News, Education and Events Decoding Digital Payments & Fraud

News, Education and Events Decoding Digital Payments & Fraud

PayPal Looks Beyond eBay

PayPal Looks Beyond eBay

Last week, eBay CEO Devin Wenig announced on the company’s Q4 earnings call that PayPal would no longer serve as eBay’s payments processor when their operating agreement expires in 2020. The online marketplace and PayPal were pioneers in e-commerce and payments, but eBay said it will turn to Dutch e-commerce processor Adyen in 2021.

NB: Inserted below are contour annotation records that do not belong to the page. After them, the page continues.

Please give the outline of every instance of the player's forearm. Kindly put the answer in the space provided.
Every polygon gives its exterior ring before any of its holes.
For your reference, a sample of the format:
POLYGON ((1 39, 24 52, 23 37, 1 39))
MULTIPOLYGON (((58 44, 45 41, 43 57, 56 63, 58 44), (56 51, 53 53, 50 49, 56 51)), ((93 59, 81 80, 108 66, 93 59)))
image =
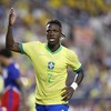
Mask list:
POLYGON ((12 26, 8 26, 8 32, 6 37, 6 48, 12 49, 13 44, 14 44, 14 40, 12 37, 12 26))
POLYGON ((78 83, 78 85, 79 85, 81 83, 81 81, 83 80, 83 77, 84 77, 84 72, 83 72, 83 69, 81 69, 81 71, 79 71, 75 74, 74 82, 78 83))
POLYGON ((6 36, 6 48, 16 52, 20 52, 19 43, 14 42, 13 36, 12 36, 12 26, 8 26, 8 32, 6 36))

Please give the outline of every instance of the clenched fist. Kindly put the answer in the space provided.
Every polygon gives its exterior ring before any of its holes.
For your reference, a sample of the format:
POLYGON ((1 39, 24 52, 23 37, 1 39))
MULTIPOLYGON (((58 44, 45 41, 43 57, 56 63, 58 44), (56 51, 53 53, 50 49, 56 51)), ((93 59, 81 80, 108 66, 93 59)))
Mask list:
POLYGON ((14 24, 14 21, 16 21, 16 12, 14 9, 11 8, 9 12, 9 26, 12 27, 14 24))

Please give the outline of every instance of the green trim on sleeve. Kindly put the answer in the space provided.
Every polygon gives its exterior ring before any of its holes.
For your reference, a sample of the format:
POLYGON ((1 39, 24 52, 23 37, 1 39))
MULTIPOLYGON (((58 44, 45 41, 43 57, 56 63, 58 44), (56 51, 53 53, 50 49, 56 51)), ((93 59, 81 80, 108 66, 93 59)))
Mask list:
POLYGON ((82 70, 82 65, 79 68, 79 69, 77 69, 77 70, 74 70, 74 72, 80 72, 82 70))
POLYGON ((22 54, 24 53, 22 43, 20 43, 20 52, 21 52, 22 54))

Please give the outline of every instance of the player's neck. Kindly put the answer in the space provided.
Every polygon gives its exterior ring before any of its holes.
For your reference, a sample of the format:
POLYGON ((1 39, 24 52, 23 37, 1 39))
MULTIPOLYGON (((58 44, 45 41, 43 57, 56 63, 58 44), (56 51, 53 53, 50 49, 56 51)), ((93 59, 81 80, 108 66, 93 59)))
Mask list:
POLYGON ((48 43, 48 48, 49 48, 52 52, 54 52, 54 51, 57 51, 57 50, 60 48, 60 43, 58 43, 58 44, 49 44, 49 43, 48 43))

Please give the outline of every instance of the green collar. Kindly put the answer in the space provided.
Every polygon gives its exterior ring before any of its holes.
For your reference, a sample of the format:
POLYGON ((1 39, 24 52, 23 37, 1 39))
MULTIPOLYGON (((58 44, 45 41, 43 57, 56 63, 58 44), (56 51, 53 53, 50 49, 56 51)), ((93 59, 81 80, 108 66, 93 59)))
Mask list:
POLYGON ((53 51, 53 52, 48 48, 47 44, 46 44, 46 49, 47 49, 50 53, 53 53, 53 54, 54 54, 54 53, 58 53, 58 52, 62 49, 62 46, 60 46, 59 49, 57 49, 57 50, 53 51))

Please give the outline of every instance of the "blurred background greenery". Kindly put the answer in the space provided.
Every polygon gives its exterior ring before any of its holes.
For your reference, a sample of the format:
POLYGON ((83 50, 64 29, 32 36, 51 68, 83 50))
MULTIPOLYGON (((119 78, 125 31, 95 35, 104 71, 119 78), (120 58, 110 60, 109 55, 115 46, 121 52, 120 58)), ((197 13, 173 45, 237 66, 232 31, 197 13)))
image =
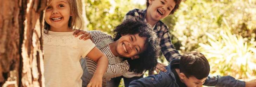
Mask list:
MULTIPOLYGON (((86 29, 110 34, 129 11, 146 8, 146 0, 83 2, 86 29)), ((255 0, 186 0, 162 21, 181 54, 197 50, 205 55, 210 74, 246 80, 256 78, 255 14, 255 0)), ((168 63, 162 56, 159 61, 168 63)))

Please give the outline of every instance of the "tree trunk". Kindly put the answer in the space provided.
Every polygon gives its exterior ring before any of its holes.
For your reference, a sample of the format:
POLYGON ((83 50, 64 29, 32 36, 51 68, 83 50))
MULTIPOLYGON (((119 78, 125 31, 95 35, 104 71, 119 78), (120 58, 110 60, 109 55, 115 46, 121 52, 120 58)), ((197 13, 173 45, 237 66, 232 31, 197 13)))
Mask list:
POLYGON ((0 0, 0 86, 44 87, 41 35, 47 2, 0 0))

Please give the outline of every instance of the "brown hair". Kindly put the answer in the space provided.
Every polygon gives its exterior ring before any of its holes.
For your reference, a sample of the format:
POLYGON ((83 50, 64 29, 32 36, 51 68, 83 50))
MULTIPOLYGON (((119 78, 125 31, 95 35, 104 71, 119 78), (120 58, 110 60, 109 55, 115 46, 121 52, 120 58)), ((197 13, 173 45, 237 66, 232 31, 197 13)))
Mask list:
MULTIPOLYGON (((148 2, 148 0, 147 0, 147 8, 148 7, 148 6, 149 6, 149 3, 148 2)), ((175 2, 175 6, 174 6, 174 8, 173 8, 173 10, 171 11, 171 13, 170 13, 170 14, 173 14, 173 13, 175 12, 175 11, 178 9, 178 7, 180 6, 180 4, 181 3, 181 1, 182 0, 173 0, 174 1, 174 2, 175 2)))
POLYGON ((193 51, 181 57, 180 71, 187 78, 193 76, 198 79, 208 76, 210 73, 210 65, 204 55, 199 52, 193 51))
MULTIPOLYGON (((68 20, 68 26, 71 28, 80 29, 83 25, 84 21, 82 16, 82 13, 80 10, 81 8, 78 6, 78 0, 67 0, 68 4, 70 6, 72 16, 70 16, 68 20)), ((49 6, 52 2, 53 0, 49 0, 47 3, 46 7, 49 6)), ((50 30, 50 25, 45 21, 44 28, 46 32, 50 30)))

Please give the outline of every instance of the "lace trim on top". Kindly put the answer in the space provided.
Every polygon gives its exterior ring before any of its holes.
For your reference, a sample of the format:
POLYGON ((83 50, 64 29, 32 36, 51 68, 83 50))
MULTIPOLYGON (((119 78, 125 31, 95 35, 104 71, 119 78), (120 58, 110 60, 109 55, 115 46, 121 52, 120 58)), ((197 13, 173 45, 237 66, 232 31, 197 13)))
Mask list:
POLYGON ((78 48, 78 41, 73 35, 73 32, 54 32, 49 31, 43 33, 43 44, 78 48))

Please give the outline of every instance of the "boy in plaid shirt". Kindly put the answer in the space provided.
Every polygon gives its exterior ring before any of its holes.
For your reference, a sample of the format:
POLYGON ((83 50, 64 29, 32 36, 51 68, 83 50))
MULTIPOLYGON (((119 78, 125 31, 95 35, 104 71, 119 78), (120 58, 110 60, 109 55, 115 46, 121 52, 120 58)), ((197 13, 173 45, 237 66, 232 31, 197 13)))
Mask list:
MULTIPOLYGON (((147 0, 147 8, 145 9, 135 9, 129 11, 124 16, 123 20, 141 20, 149 23, 156 32, 161 47, 161 51, 166 60, 170 62, 173 59, 180 57, 181 55, 171 43, 169 28, 161 19, 173 14, 178 8, 181 0, 147 0)), ((166 65, 159 63, 156 68, 166 72, 166 65)), ((108 82, 108 87, 118 87, 121 78, 123 78, 125 87, 129 86, 130 82, 143 77, 142 74, 128 72, 123 76, 112 79, 108 82)))

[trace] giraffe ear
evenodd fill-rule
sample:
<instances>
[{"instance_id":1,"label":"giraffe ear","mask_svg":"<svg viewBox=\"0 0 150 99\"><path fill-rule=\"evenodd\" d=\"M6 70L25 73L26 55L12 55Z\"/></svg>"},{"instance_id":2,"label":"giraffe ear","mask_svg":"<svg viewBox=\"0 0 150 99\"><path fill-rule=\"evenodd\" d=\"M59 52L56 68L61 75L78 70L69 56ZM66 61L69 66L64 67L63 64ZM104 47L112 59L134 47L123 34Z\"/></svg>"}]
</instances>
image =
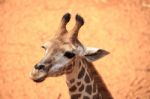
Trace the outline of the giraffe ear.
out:
<instances>
[{"instance_id":1,"label":"giraffe ear","mask_svg":"<svg viewBox=\"0 0 150 99\"><path fill-rule=\"evenodd\" d=\"M87 47L84 56L89 61L95 61L95 60L97 60L99 58L102 58L103 56L108 55L108 54L109 54L109 52L105 51L103 49Z\"/></svg>"}]
</instances>

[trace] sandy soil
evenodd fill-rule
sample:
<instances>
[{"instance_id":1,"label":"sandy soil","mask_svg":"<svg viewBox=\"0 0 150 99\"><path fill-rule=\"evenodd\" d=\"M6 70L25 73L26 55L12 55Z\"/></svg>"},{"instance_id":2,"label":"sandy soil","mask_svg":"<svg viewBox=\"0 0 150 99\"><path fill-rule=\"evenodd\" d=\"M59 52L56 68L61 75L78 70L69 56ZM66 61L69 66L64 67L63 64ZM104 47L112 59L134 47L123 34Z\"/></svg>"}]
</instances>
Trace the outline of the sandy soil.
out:
<instances>
[{"instance_id":1,"label":"sandy soil","mask_svg":"<svg viewBox=\"0 0 150 99\"><path fill-rule=\"evenodd\" d=\"M0 0L0 99L69 99L64 76L29 79L66 12L85 18L85 45L111 53L94 64L114 99L150 99L148 0Z\"/></svg>"}]
</instances>

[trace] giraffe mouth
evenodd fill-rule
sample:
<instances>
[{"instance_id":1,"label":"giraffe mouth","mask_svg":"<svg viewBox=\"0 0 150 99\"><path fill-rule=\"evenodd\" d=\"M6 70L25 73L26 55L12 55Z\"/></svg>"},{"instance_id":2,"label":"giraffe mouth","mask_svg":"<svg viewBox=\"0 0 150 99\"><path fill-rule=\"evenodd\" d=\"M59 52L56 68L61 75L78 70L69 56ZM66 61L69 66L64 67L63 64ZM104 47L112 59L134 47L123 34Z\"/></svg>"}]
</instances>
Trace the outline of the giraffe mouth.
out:
<instances>
[{"instance_id":1,"label":"giraffe mouth","mask_svg":"<svg viewBox=\"0 0 150 99\"><path fill-rule=\"evenodd\" d=\"M45 80L45 78L40 78L40 79L33 79L34 82L36 83L40 83L40 82L43 82Z\"/></svg>"}]
</instances>

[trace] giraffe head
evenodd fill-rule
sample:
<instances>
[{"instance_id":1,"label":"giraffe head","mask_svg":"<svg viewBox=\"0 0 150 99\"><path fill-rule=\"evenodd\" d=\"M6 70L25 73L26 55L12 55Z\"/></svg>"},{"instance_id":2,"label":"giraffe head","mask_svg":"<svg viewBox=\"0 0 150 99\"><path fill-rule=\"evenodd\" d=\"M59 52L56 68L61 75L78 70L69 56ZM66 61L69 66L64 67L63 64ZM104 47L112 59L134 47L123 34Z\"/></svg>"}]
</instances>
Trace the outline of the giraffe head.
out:
<instances>
[{"instance_id":1,"label":"giraffe head","mask_svg":"<svg viewBox=\"0 0 150 99\"><path fill-rule=\"evenodd\" d=\"M75 59L79 57L94 61L108 54L107 51L102 49L85 47L78 40L79 29L84 24L84 20L80 15L76 15L76 24L73 29L67 31L66 25L70 17L69 13L62 17L56 37L42 46L45 49L45 55L31 72L31 78L34 81L41 82L46 77L56 77L70 73Z\"/></svg>"}]
</instances>

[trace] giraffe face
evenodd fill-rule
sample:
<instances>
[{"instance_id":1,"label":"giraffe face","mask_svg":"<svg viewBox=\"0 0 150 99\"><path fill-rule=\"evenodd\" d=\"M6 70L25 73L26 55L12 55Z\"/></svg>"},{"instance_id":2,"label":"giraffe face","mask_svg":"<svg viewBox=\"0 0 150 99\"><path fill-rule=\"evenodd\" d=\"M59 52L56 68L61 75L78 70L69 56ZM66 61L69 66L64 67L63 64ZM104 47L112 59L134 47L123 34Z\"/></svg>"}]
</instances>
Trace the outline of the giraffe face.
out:
<instances>
[{"instance_id":1,"label":"giraffe face","mask_svg":"<svg viewBox=\"0 0 150 99\"><path fill-rule=\"evenodd\" d=\"M78 52L70 42L52 40L46 42L44 57L37 63L31 73L36 82L43 81L46 77L60 76L68 73L73 68L73 60Z\"/></svg>"},{"instance_id":2,"label":"giraffe face","mask_svg":"<svg viewBox=\"0 0 150 99\"><path fill-rule=\"evenodd\" d=\"M66 30L66 24L69 20L70 14L67 13L62 17L56 38L42 46L45 49L45 55L34 66L31 72L32 80L41 82L48 76L56 77L70 73L75 60L79 57L93 61L107 54L104 50L86 48L77 39L79 29L84 24L81 16L76 15L76 24L70 32Z\"/></svg>"}]
</instances>

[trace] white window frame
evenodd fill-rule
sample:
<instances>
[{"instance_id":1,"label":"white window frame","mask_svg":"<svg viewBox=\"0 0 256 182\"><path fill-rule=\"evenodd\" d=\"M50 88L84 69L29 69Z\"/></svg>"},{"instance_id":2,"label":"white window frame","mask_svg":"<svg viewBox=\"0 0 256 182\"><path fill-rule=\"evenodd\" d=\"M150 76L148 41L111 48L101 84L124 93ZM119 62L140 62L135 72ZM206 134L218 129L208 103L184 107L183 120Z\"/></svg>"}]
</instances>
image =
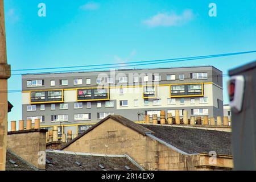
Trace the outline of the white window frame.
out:
<instances>
[{"instance_id":1,"label":"white window frame","mask_svg":"<svg viewBox=\"0 0 256 182\"><path fill-rule=\"evenodd\" d=\"M119 83L127 83L128 82L128 78L127 76L119 77Z\"/></svg>"},{"instance_id":2,"label":"white window frame","mask_svg":"<svg viewBox=\"0 0 256 182\"><path fill-rule=\"evenodd\" d=\"M68 85L68 79L60 79L61 80L61 84L60 84L60 86L67 86ZM63 81L67 81L67 83L63 84Z\"/></svg>"},{"instance_id":3,"label":"white window frame","mask_svg":"<svg viewBox=\"0 0 256 182\"><path fill-rule=\"evenodd\" d=\"M29 112L36 111L36 105L27 105L27 111L29 111Z\"/></svg>"},{"instance_id":4,"label":"white window frame","mask_svg":"<svg viewBox=\"0 0 256 182\"><path fill-rule=\"evenodd\" d=\"M127 105L123 105L124 101L127 101ZM121 104L122 103L122 104ZM127 107L128 106L128 100L121 100L119 101L119 105L120 107Z\"/></svg>"},{"instance_id":5,"label":"white window frame","mask_svg":"<svg viewBox=\"0 0 256 182\"><path fill-rule=\"evenodd\" d=\"M90 78L86 78L86 85L90 85Z\"/></svg>"},{"instance_id":6,"label":"white window frame","mask_svg":"<svg viewBox=\"0 0 256 182\"><path fill-rule=\"evenodd\" d=\"M139 106L139 100L137 99L135 99L133 100L133 105L134 106Z\"/></svg>"},{"instance_id":7,"label":"white window frame","mask_svg":"<svg viewBox=\"0 0 256 182\"><path fill-rule=\"evenodd\" d=\"M51 86L55 86L55 80L51 80Z\"/></svg>"},{"instance_id":8,"label":"white window frame","mask_svg":"<svg viewBox=\"0 0 256 182\"><path fill-rule=\"evenodd\" d=\"M63 106L63 108L61 107L61 106L62 106L62 105ZM67 110L67 109L68 109L68 103L60 103L60 110Z\"/></svg>"},{"instance_id":9,"label":"white window frame","mask_svg":"<svg viewBox=\"0 0 256 182\"><path fill-rule=\"evenodd\" d=\"M76 107L76 106L78 106L79 107ZM81 107L80 107L80 106L81 106ZM74 109L82 109L82 102L75 102Z\"/></svg>"},{"instance_id":10,"label":"white window frame","mask_svg":"<svg viewBox=\"0 0 256 182\"><path fill-rule=\"evenodd\" d=\"M74 78L74 85L82 85L82 78Z\"/></svg>"}]
</instances>

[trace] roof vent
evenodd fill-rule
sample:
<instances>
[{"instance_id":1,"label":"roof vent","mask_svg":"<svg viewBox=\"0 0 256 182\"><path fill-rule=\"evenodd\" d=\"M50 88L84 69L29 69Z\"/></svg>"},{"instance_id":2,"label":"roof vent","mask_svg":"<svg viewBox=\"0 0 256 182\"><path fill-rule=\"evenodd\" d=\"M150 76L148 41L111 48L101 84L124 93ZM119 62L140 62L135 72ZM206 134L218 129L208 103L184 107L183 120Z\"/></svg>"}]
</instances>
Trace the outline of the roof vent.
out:
<instances>
[{"instance_id":1,"label":"roof vent","mask_svg":"<svg viewBox=\"0 0 256 182\"><path fill-rule=\"evenodd\" d=\"M52 164L52 163L51 163L51 161L49 161L48 159L46 159L46 162L47 163L47 164L48 164L49 166L52 166L53 165Z\"/></svg>"},{"instance_id":2,"label":"roof vent","mask_svg":"<svg viewBox=\"0 0 256 182\"><path fill-rule=\"evenodd\" d=\"M102 165L99 164L98 166L99 166L103 171L107 171L107 170L105 168L104 166L103 166Z\"/></svg>"},{"instance_id":3,"label":"roof vent","mask_svg":"<svg viewBox=\"0 0 256 182\"><path fill-rule=\"evenodd\" d=\"M77 166L80 167L82 168L82 164L81 164L80 162L76 161L75 163L77 164Z\"/></svg>"},{"instance_id":4,"label":"roof vent","mask_svg":"<svg viewBox=\"0 0 256 182\"><path fill-rule=\"evenodd\" d=\"M129 166L125 166L125 168L128 171L131 171L131 168Z\"/></svg>"},{"instance_id":5,"label":"roof vent","mask_svg":"<svg viewBox=\"0 0 256 182\"><path fill-rule=\"evenodd\" d=\"M10 159L10 160L9 160L9 162L10 162L11 164L13 164L13 166L14 166L15 167L17 167L17 166L18 166L17 164L16 163L16 162L15 162L15 161L14 161L14 160Z\"/></svg>"}]
</instances>

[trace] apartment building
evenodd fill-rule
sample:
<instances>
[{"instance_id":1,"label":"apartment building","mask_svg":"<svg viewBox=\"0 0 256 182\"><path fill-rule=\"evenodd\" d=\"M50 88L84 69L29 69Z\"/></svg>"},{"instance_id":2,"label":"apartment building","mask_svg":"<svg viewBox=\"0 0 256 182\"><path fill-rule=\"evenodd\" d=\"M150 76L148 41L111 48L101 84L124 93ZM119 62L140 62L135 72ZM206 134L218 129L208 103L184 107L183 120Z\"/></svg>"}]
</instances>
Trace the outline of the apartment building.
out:
<instances>
[{"instance_id":1,"label":"apartment building","mask_svg":"<svg viewBox=\"0 0 256 182\"><path fill-rule=\"evenodd\" d=\"M223 115L222 73L212 66L22 75L23 119L80 134L109 114L142 121L161 110Z\"/></svg>"}]
</instances>

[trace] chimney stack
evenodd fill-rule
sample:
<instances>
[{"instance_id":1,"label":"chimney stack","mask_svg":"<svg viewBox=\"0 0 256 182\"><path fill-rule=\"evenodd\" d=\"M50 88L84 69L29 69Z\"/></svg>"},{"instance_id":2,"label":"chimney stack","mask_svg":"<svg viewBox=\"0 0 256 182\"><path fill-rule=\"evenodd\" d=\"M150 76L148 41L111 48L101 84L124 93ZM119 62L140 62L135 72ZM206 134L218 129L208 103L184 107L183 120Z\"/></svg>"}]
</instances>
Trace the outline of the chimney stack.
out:
<instances>
[{"instance_id":1,"label":"chimney stack","mask_svg":"<svg viewBox=\"0 0 256 182\"><path fill-rule=\"evenodd\" d=\"M52 129L52 141L58 141L58 127L54 126Z\"/></svg>"},{"instance_id":2,"label":"chimney stack","mask_svg":"<svg viewBox=\"0 0 256 182\"><path fill-rule=\"evenodd\" d=\"M210 125L215 126L215 119L214 117L211 117L210 118Z\"/></svg>"},{"instance_id":3,"label":"chimney stack","mask_svg":"<svg viewBox=\"0 0 256 182\"><path fill-rule=\"evenodd\" d=\"M175 123L177 125L180 124L180 111L175 110Z\"/></svg>"},{"instance_id":4,"label":"chimney stack","mask_svg":"<svg viewBox=\"0 0 256 182\"><path fill-rule=\"evenodd\" d=\"M31 119L27 119L27 125L26 126L26 130L31 130L31 126L32 126L32 120Z\"/></svg>"},{"instance_id":5,"label":"chimney stack","mask_svg":"<svg viewBox=\"0 0 256 182\"><path fill-rule=\"evenodd\" d=\"M61 142L66 142L66 134L64 133L62 134L61 135Z\"/></svg>"},{"instance_id":6,"label":"chimney stack","mask_svg":"<svg viewBox=\"0 0 256 182\"><path fill-rule=\"evenodd\" d=\"M222 125L222 121L221 121L221 117L220 116L217 117L217 125L218 126Z\"/></svg>"},{"instance_id":7,"label":"chimney stack","mask_svg":"<svg viewBox=\"0 0 256 182\"><path fill-rule=\"evenodd\" d=\"M152 116L152 119L153 121L153 125L158 124L158 115L153 114Z\"/></svg>"},{"instance_id":8,"label":"chimney stack","mask_svg":"<svg viewBox=\"0 0 256 182\"><path fill-rule=\"evenodd\" d=\"M209 119L208 115L204 116L204 125L209 125Z\"/></svg>"},{"instance_id":9,"label":"chimney stack","mask_svg":"<svg viewBox=\"0 0 256 182\"><path fill-rule=\"evenodd\" d=\"M19 121L19 130L24 130L24 120Z\"/></svg>"},{"instance_id":10,"label":"chimney stack","mask_svg":"<svg viewBox=\"0 0 256 182\"><path fill-rule=\"evenodd\" d=\"M49 142L52 142L53 135L52 130L49 130Z\"/></svg>"},{"instance_id":11,"label":"chimney stack","mask_svg":"<svg viewBox=\"0 0 256 182\"><path fill-rule=\"evenodd\" d=\"M229 118L227 116L223 117L223 125L229 126Z\"/></svg>"},{"instance_id":12,"label":"chimney stack","mask_svg":"<svg viewBox=\"0 0 256 182\"><path fill-rule=\"evenodd\" d=\"M35 119L35 129L40 129L40 119Z\"/></svg>"},{"instance_id":13,"label":"chimney stack","mask_svg":"<svg viewBox=\"0 0 256 182\"><path fill-rule=\"evenodd\" d=\"M72 130L68 130L68 142L72 140Z\"/></svg>"},{"instance_id":14,"label":"chimney stack","mask_svg":"<svg viewBox=\"0 0 256 182\"><path fill-rule=\"evenodd\" d=\"M16 131L16 121L11 121L11 131Z\"/></svg>"},{"instance_id":15,"label":"chimney stack","mask_svg":"<svg viewBox=\"0 0 256 182\"><path fill-rule=\"evenodd\" d=\"M184 110L183 111L183 124L184 125L188 124L188 111L187 110Z\"/></svg>"},{"instance_id":16,"label":"chimney stack","mask_svg":"<svg viewBox=\"0 0 256 182\"><path fill-rule=\"evenodd\" d=\"M190 117L190 124L195 125L195 117L192 116Z\"/></svg>"},{"instance_id":17,"label":"chimney stack","mask_svg":"<svg viewBox=\"0 0 256 182\"><path fill-rule=\"evenodd\" d=\"M147 124L149 124L150 123L150 119L148 115L145 115L145 123Z\"/></svg>"},{"instance_id":18,"label":"chimney stack","mask_svg":"<svg viewBox=\"0 0 256 182\"><path fill-rule=\"evenodd\" d=\"M166 111L163 110L160 112L160 123L161 125L166 124Z\"/></svg>"},{"instance_id":19,"label":"chimney stack","mask_svg":"<svg viewBox=\"0 0 256 182\"><path fill-rule=\"evenodd\" d=\"M172 125L172 115L171 113L167 113L168 125Z\"/></svg>"}]
</instances>

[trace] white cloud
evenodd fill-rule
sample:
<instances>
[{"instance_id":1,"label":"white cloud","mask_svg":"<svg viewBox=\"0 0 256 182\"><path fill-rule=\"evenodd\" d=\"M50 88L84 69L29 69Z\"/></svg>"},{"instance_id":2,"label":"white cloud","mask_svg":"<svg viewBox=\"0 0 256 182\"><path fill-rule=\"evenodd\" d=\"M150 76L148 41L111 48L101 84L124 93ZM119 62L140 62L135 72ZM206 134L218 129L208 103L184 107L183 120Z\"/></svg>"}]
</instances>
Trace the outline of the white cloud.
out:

Wenig said the transition is about a more seamless experience and more payment choice for consumers. PayPal and eBay signed a separate agreement going forward so that PayPal—which was developed and grew to prominence as part of eBay and spun off into an independent company in 2015—will remain one of those payment choices.

In PayPal’s quarterly earnings call, CEO Dan Schulman characterized the split as an opportunity to serve as a payment choice on other marketplaces (like Amazon, for instance), which the operating agreement the companies signed in 2015 prohibited.

“We renewed the ‘branded’ relationship with eBay because it is far and away the most profitable element of the relationship,” Schulman told investors and analysts. “The operating agreement also restricts PayPal from partnering with the largest and fastest growing marketplaces in the world as an MOR (Merchant of Record). So, if we had simply done an extension of the full operating agreement, that would have kept that prohibition in place and prevented us from becoming a fully neutral third-party platform. And the opportunity to partner with the world’s largest marketplaces is immense.”